But you know if we come back to the the consciousness question one of the reasons these these apps are so engaging you know the chat bots chat GPT and so on and engaging in a way that previous chat bots have not been is that they do have that social intelligence that they can look at our cues from our text and perhaps infer from the data they have where we might be heading that this is the first time we get to use a computer without having to think about using a computer.

It's a bit like a in one of the terrible Star Trek spin-off movies when they they beam back to Earth in 2050 to rescue the whales. Why were they doing this? But Scotty picks up a computer mouse and says, "Computer, design me a so and so." And of course, this was before you and your colleagues at Deep Mind had had figured all this out and the computer does nothing.

I mean, it is amazing. And it's one of the reasons why, you know, within a couple of years, a couple of billion of us are interacting with systems like this. I mean, market dynamics seem to push us down this this path that you've argued in your previous essay and just now is is quite dangerous.

We have to be very careful about what exactly are the dynamics that are driving this process. It is true that the chat bots are getting incredibly engaging and useful. And the first thing to say I think is that it's actually utility that is driving a lot of this wave. We have massively reduced hallucinations. People were very skeptical of that 3 years ago. And I think that the trajectory of progress is kind of unbelievable.

I mean we basically now have PhDra intelligence in our pocket across all fronts. We have a much more patient, compassionate, empathetic, you know, partner to talk to at any moment. And the value that all of that is delivering is very very important to keep fixated on because the upside is absolutely unbelievable.

I mean after all it is intelligence that has made our species the standout species. It's it's intelligence that has driven the last two or 30 hundred years of exponential explosion in our population in our well-being and our life expectancy and all the other things that you you've written about so well over many years. So, it has got to be a good thing that we are making intelligence cheap and abundant.

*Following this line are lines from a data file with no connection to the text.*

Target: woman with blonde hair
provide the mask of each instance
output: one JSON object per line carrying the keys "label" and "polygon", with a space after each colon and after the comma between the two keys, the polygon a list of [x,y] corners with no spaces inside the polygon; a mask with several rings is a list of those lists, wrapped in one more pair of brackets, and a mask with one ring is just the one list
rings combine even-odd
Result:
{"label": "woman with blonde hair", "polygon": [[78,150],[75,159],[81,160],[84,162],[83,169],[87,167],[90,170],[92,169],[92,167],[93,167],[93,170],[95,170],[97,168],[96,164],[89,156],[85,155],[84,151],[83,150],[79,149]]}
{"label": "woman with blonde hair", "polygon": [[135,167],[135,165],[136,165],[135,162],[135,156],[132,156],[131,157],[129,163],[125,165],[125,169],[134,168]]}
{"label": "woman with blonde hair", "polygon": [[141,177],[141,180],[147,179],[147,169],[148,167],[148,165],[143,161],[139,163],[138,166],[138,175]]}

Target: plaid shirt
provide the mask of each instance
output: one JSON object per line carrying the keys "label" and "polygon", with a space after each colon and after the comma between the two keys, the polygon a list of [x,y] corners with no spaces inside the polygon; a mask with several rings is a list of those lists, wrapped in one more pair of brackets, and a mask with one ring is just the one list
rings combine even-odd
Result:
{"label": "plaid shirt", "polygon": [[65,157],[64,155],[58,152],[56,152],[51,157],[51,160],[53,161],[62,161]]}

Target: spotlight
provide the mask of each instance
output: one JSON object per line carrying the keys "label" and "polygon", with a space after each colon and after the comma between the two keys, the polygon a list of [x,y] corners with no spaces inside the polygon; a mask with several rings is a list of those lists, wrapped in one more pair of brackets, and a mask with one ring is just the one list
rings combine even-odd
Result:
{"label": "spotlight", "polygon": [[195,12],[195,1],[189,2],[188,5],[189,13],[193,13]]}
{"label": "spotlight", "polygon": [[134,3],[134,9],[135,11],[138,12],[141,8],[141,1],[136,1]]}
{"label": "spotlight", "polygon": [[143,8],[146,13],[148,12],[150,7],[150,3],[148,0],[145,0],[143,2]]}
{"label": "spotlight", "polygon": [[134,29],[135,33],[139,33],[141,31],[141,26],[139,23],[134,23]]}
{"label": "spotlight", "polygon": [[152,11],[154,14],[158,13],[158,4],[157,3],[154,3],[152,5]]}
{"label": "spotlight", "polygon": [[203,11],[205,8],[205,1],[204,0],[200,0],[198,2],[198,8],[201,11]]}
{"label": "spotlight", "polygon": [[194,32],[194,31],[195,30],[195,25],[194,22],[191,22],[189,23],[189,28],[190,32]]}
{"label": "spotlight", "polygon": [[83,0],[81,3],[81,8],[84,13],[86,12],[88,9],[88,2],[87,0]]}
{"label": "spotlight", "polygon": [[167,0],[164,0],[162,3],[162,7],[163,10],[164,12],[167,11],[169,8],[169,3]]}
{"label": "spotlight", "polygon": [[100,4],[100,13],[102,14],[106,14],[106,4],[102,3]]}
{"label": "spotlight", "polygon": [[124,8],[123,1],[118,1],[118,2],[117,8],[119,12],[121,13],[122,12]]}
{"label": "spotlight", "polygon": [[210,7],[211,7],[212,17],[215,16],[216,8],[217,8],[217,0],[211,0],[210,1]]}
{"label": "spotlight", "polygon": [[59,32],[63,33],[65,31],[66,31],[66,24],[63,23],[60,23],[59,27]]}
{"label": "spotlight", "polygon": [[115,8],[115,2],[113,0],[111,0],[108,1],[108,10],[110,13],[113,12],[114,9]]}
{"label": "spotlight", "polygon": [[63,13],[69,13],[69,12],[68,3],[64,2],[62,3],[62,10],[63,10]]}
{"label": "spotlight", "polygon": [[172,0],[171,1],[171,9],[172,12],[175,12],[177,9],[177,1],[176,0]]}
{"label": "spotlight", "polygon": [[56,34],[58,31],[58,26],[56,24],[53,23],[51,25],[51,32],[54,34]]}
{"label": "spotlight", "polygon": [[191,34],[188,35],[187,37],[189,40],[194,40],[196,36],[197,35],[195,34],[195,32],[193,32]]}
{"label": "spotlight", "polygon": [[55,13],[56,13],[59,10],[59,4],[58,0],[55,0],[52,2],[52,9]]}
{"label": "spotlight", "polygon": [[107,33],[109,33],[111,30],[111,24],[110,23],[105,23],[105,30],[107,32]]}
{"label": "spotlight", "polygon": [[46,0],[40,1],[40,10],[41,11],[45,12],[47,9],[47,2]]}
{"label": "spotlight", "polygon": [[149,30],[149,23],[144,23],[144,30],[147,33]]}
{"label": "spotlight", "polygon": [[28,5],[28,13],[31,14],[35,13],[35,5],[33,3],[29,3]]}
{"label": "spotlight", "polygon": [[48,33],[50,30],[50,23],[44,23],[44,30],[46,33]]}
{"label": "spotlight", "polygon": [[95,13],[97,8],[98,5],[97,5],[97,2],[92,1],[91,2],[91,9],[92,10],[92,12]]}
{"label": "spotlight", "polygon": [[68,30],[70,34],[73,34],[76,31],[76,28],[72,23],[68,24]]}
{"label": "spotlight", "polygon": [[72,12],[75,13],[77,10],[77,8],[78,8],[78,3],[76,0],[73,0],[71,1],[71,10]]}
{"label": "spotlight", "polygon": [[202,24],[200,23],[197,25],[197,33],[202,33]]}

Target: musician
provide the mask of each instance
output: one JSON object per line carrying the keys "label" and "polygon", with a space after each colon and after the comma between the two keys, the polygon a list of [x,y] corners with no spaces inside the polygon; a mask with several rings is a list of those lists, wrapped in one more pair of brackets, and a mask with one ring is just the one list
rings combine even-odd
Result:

You know, to your point about learning to live in an operating system that is predicated on abundance, it's amazing. We are truly going to liberate people from work that they choose to do. It isn't going to be necessary in 20 years time to do 90% of the jobs that people do. Now, that doesn't mean that it isn't going to be the most scary transition we've ever been through as a species, unquestionably.

And I think that yes, market dynamics are driving them, utility is driving it, and you know, this is a time when companies need to operate as good public service stewards in a way that they've never had to before. And we didn't bother to during the era of the robber baronss and we didn't bother to you know when we had electric cars a century ago and we didn't bother with you know smoking and you know so many other disastrous examples of of zero sum hyper selfish corporate action.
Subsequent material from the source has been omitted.